The number of severe infections, such as brain inflammation, is the highest year-to-date since 1999, when the virus was detected in New York City, according to figures released by the U.S. Centers for Disease Control and Prevention. Severe infections are considered the best indicator of the epidemic’s scope because those cases are most consistently reported to health authorities. Most people who get bitten by infected mosquitoes don’t develop symptoms, and their cases don’t get reported.
“This is the largest outbreak to date and certainly the most serious,” said Lyle Petersen, director of the CDC’s Division of Vector-Borne Infectious Diseases.
The Mid-Atlantic region has not been among the hardest hit. Maryland reported its second death Wednesday, bringing the region’s total to four fatalities. Virginia and the District have each reported one death. Texas, particularly the Dallas area, has been the most heavily affected region in the country.
Officials said they believe the worst of the outbreak is over.
But case numbers will rise through October because of the time lag between the onset of symptoms, doctor visit and reporting to authorities. People who were infected two to three weeks ago are just getting their cases reported now.
As of Tuesday, a total of 2,636 cases nationwide, including 118 deaths, had been reported to the CDC, about a 35 percent increase over the numbers reported the previous week.
Of the total cases, 1,405, or more than half, were the most severe type of infection, classified as neuroinvasive, which can include brain inflammation or polio-like paralysis of the arms or legs. About 8 to 10 percent of those people eventually die.
“If this year turns out to have the most neuroinvasive cases of any year, which is what we’re on track for, we expect this year to have the largest number of deaths of any year,” Petersen said.
The record number of U.S. cases for a full year was reported in 2003, with 9,862 cases and 264 deaths, but the most West Nile deaths were reported in 2002, with 284. The numbers in 2003 are somewhat of an aberration, officials said. The reported case total was extremely high primarily because one state tried to test for as many cases of West Nile fever, a milder illness that typically doesn’t get reported, Petersen said. Officials said later the state was Colorado.
This year’s epidemic has created a huge demand for West Nile test kits, leading to a temporary shortage of West Nile test kits earlier this week. State health departments told the CDC that several commercial laboratories were running out of kits on Monday and Tuesday. But back orders were packed and shipped Tuesday and Wednesday, and the shortage has been resolved, said Roger Nasci, a CDC expert on the West Nile virus.

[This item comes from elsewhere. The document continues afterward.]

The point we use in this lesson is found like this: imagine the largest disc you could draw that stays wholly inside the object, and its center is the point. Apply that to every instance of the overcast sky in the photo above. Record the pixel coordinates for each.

The major manufacturer of test kits said orders for the kits have skyrocketed.
“We have eight times the demand, and we don’t have eight times the supply,” said Jay M. Lieberman, medical director for infectious disease at Quest Diagnostics. A Quest subsidiary is the major kit supplier, and four Quest labs have been among the commercial labs doing West Nile virus testing.
“No one anticipated that we were going to have a West Nile season of this magnitude,” he said.
Even with increased production, the company has not been able to provide labs that order a two-month supply of kits in advance. Instead, the company has been “allocating” kits as they become available, and will be able to meet the need for the remainder of the season, he said.
A person who gets infected with West Nile develops immunity for life. The disease is not contagious from person to person. It is only transmitted by mosquitoes who bite infected birds.
About 80 percent of people who get bitten show no symptoms at all. About 20 percent will develop West Nile fever, with symptoms that range from fever, headache and tiredness to more serious illness that requires hospitalization. About 1 percent of cases are the most severe type of infection, known as neuroinvasive, because they cause inflammation of the brain or tissues surrounding the brain and spinal cord.